A force d'en user, les antibiotiques perdent de leur efficacité. Dans une perpétuelle fuite en avant, les chercheurs sont toujours en quête de nouveaux moyens pour combattre des bactéries toujours plus résistantes aux traitements usuels, voire à tous les traitements. Shu Lam, Malaisienne de 25 ans, doctorante à l'université de Melbourne en Australie, est à l'origine d'une nouvelle approche pleine de promesses fondée sur l'utilisation de protéines bien spécifiques, les "peptides en étoile".

Ses travaux ont été publiés dans la prestigieuse revue Nature Microbiology, le 14 septembre. Le 20 du même mois, les dirigeants du monde se réunissaient dans le cadre des instances onusiennes pour évoquer le fléau des superbactéries. Une première réunion à ce niveau de responsabilité politique qui témoigne d'un problème d'encadrement de l'usage des antibiotiques, qui se fait chaque jour plus prégnant.

Mais que valent les travaux de Shu Lam supervisés par le professeur Greg Qiao et salués par différents médias à travers le monde? Révolution ou emphase médiatique due à la jeunesse de la chercheuse?

La réponse est, comme souvent, un entre-deux. Pour en avoir le cœur net, BFMTV.com a posé la question à Philippe Glaser, responsable de l'unité d'écologie et d'évolution de la résistance aux antibiotiques à l'Institut Pasteur.

Des nanoparticules à la "structure originale"

Le spécialiste joint au téléphone ne cache pas son enthousiasme, soulignant une "stratégie et une structure originale".

"Je pense que c'est très innovant, car ce travail résulte d'une convergence de la chimie et de la microbiologie. Ces plates-formes de polymères en étoile sur lequel ce laboratoire travaille depuis des années sont des nanoparticules très particulières. A la différence du cas général qui voit l'association de plusieurs molécules entre elles, elles lient de manière covalente (par mise en commun d'électrons des atomes constitutifs de la molécule, NDRL) des polymères très simples constitués de seulement deux acides aminés (les fameux "peptides", NDLR) , pour former une grosse molécule. Dans une protéine qui se respecte, on atteint plutôt les 20 acides aminés", explique Philippe Glaser.

Pour le spécialiste, les chimistes de Melbourne ont testé cette nouvelle plate-forme de molécule chimique dans différents domaines, de manière pragmatique, pour s'apercevoir qu'elle recelait des vertus "antimicrobiennes". C'est, selon lui, cette "structure en étoile ou en pelote constituée d'un cœur central sur lequel sont branchés 16 ou 32 polypeptides", qui confère cette efficacité au procédé. "Sans d'ailleurs", note-t-il, "que soit très bien explicité dans l'article (scientifique paru dans Nature, NDLR) comment ces associations de différents polypeptides apportent des propriétés nouvelles à la molécule, par comparaison aux polypeptides isolés".

Nouveaux antibiotiques ou pas?

Le fait de savoir si cette innovation entre dans le cadre d'une nouvelle classe d'antibiotiques ou non, car elle n'est pas présentée comme telle par les auteurs, est "avant tout un débat sémantique", note le microbiologiste. On pourrait aussi tenter le parallèle avec les antiseptiques. A cette différence près, explique-t-il en substance, que ceux-ci "comme l'eau de javel, s'attaquent à toutes les cellules et non seulement les bactéries". 

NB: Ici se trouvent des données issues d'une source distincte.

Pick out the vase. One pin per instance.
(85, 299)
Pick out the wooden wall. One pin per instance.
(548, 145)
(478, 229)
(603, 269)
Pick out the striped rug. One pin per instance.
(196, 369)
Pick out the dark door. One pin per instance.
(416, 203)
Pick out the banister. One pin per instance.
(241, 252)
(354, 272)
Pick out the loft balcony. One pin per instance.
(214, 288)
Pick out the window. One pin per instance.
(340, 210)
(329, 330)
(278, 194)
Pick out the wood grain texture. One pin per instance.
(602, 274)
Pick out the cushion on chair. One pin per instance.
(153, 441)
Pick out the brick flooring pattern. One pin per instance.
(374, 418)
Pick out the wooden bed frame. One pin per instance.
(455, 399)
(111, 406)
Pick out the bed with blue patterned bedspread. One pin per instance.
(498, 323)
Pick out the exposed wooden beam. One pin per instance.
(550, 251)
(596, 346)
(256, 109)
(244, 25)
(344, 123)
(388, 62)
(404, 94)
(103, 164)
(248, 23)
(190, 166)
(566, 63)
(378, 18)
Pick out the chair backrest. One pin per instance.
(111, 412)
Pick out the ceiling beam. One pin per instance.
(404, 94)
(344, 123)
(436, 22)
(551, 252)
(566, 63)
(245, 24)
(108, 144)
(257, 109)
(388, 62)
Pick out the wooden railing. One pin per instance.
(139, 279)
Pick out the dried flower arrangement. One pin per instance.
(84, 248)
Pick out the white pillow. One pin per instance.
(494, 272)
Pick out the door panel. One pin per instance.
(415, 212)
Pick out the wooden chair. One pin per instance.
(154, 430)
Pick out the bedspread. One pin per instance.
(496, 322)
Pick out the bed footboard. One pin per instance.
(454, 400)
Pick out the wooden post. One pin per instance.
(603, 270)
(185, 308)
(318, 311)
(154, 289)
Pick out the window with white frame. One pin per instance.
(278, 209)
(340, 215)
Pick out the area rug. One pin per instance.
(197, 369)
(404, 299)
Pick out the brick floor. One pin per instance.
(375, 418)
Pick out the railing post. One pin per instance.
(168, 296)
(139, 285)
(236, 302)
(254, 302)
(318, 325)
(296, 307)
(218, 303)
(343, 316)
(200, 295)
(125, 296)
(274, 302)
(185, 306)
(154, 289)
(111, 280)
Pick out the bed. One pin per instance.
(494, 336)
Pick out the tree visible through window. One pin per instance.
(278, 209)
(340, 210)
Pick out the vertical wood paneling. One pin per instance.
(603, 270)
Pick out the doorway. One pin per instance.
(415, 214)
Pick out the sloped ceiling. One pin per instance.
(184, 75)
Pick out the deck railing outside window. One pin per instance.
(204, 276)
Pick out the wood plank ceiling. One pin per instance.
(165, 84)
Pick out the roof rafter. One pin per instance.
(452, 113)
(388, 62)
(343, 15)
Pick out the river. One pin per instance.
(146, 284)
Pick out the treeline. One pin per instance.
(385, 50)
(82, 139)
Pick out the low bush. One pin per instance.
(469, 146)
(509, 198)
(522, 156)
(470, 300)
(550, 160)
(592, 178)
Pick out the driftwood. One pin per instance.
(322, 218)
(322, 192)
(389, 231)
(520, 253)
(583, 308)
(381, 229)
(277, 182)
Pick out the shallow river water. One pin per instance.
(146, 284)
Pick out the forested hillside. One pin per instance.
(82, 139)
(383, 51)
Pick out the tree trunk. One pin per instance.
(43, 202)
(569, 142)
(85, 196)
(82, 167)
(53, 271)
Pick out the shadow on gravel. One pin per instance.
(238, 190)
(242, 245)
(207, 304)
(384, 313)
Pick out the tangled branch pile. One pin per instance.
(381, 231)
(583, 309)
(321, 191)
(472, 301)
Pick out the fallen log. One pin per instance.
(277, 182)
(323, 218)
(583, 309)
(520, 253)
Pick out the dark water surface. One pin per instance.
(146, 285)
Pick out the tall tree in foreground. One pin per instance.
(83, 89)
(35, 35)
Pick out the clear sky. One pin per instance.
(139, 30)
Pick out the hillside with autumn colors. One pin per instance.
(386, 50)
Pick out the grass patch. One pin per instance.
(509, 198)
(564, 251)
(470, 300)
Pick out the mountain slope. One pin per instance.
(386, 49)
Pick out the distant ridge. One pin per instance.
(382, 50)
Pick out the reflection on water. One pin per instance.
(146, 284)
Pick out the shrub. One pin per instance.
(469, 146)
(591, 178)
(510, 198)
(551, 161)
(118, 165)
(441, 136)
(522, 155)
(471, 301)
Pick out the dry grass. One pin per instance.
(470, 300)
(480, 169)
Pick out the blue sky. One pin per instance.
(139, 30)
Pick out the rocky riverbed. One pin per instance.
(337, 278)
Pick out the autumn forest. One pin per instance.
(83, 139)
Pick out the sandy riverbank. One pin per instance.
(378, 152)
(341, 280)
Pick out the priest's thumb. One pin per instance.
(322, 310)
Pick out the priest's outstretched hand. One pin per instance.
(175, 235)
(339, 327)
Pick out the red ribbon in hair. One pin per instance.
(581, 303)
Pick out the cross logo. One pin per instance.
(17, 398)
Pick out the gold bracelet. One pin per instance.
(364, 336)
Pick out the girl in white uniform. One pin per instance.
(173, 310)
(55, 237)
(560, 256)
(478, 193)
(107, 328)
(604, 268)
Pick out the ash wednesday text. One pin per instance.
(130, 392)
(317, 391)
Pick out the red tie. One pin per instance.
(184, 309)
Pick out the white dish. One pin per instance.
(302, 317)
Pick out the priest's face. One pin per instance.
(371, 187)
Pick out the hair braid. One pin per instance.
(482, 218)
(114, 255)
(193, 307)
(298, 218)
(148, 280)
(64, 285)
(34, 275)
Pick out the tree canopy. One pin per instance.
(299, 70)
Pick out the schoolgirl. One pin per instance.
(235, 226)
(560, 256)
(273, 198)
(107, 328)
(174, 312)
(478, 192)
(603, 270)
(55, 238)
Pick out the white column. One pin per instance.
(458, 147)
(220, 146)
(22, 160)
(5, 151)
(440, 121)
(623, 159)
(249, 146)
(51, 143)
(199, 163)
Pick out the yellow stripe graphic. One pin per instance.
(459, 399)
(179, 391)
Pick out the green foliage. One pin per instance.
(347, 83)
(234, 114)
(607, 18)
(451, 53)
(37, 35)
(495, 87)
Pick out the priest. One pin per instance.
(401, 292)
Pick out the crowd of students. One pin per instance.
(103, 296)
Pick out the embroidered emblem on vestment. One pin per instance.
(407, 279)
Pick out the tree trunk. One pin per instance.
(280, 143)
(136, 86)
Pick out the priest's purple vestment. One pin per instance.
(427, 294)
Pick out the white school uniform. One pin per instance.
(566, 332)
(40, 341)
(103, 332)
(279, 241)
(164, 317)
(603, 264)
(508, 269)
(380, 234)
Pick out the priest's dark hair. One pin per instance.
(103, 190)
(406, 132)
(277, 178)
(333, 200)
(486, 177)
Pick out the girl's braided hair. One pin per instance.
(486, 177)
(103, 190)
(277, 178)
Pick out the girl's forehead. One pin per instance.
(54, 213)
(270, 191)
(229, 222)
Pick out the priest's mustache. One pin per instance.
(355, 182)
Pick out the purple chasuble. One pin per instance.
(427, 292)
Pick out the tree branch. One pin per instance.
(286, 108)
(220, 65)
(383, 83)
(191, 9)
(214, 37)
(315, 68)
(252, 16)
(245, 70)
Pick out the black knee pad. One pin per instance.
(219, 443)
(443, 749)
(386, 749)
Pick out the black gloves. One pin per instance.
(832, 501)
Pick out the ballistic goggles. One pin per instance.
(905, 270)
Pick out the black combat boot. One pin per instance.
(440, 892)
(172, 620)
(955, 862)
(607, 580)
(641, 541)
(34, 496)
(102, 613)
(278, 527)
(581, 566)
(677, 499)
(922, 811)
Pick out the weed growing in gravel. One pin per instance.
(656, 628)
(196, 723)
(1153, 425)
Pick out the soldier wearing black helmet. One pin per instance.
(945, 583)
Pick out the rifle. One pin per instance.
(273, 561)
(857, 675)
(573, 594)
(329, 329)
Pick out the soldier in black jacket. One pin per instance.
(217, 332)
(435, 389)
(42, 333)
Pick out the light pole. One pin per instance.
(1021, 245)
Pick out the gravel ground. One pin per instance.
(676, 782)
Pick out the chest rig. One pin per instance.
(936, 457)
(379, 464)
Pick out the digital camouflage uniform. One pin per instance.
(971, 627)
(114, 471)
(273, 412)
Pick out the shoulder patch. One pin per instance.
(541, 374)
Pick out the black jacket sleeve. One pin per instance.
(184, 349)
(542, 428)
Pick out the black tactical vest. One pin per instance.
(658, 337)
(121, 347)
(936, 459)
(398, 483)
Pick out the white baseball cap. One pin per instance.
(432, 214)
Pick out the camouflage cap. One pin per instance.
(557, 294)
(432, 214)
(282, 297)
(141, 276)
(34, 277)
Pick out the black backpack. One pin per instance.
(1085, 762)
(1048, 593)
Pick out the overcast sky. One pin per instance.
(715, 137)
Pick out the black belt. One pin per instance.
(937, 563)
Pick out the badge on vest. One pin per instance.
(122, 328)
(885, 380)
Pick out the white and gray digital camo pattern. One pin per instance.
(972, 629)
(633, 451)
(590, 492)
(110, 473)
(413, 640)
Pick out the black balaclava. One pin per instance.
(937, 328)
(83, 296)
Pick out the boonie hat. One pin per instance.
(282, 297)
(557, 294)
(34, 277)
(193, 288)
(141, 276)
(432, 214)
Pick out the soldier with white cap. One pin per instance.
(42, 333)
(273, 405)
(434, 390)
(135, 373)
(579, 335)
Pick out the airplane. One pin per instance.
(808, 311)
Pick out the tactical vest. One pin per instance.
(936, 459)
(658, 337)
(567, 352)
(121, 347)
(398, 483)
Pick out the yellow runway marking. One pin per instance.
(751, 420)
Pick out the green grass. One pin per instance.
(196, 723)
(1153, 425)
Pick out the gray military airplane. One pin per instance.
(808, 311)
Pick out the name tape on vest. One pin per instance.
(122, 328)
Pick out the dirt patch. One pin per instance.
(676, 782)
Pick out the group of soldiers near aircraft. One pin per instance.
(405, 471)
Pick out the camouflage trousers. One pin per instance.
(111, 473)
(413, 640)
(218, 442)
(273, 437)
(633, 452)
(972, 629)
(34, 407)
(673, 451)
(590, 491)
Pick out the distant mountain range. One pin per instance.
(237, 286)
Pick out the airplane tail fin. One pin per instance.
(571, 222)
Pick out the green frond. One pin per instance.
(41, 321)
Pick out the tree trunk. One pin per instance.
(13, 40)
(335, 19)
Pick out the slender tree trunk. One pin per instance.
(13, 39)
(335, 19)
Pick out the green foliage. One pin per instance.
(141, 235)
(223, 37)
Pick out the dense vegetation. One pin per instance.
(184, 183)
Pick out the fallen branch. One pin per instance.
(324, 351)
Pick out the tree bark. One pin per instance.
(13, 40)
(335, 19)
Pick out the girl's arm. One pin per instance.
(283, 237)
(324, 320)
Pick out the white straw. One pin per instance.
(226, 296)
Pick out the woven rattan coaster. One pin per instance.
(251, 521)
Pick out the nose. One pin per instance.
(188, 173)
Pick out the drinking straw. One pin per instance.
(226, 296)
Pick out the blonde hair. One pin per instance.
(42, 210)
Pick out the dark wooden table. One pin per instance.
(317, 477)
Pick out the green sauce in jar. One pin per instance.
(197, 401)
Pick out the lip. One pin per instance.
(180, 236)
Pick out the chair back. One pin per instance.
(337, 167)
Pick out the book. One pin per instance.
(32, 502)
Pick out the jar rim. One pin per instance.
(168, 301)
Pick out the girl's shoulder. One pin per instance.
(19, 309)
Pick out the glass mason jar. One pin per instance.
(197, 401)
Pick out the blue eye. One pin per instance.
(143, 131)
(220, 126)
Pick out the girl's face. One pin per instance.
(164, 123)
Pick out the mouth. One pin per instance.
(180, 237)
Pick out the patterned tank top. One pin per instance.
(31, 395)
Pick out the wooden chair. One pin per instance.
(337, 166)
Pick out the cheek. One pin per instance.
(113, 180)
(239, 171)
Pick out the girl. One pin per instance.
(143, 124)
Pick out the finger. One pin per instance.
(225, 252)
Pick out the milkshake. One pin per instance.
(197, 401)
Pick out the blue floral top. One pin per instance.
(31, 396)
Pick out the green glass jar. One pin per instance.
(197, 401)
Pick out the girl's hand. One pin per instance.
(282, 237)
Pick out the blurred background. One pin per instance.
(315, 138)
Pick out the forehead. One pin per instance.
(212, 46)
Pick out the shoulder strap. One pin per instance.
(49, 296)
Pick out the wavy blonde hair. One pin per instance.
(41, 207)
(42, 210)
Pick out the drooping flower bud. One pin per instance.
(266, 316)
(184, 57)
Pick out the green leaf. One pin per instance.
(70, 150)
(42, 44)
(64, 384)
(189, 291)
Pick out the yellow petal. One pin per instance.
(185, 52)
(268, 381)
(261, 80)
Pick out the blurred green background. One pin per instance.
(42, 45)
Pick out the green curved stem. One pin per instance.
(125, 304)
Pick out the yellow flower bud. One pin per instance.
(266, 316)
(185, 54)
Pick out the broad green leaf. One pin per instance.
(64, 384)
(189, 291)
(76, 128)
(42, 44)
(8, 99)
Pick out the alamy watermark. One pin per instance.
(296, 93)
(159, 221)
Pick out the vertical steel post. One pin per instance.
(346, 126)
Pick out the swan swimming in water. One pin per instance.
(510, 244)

Ici, les polymères étoilés ou SNAPPs (structurally nanoengineered antimicrobial peptide polymers) ciblent particulièrement les bactéries à Gram négatif. Ça tombe bien: ces organismes multirésistants sont ceux qui font peser la plus grande menace. Une menace dont les prévisions disent qu'elle dépassera à l'avenir celle représentée par les cancers. Leur action est "quasi-mécanique".

"Ces grosses molécules vont se fixer à la surface de la bactérie et vont disloquer la membrane externe, ce qui va tuer la bactérie qui subit un stress biophysique", précise Philippe Glaser.

Des risques d'effets secondaires? Si les recherches ici évoquées sont prometteuses, le stade de l'application médicale est encore lointain, prévient le scientifique.

"Deux expériences, l'une menée sur des souris infectées (péritonite) et l'autre sur des globules rouges pourtant très sensibles à la lyse (fragmentation des cellules des agents physiques, chimiques ou biologiques, NDLR), ont montré une faible toxicité", relève Philippe Glaser.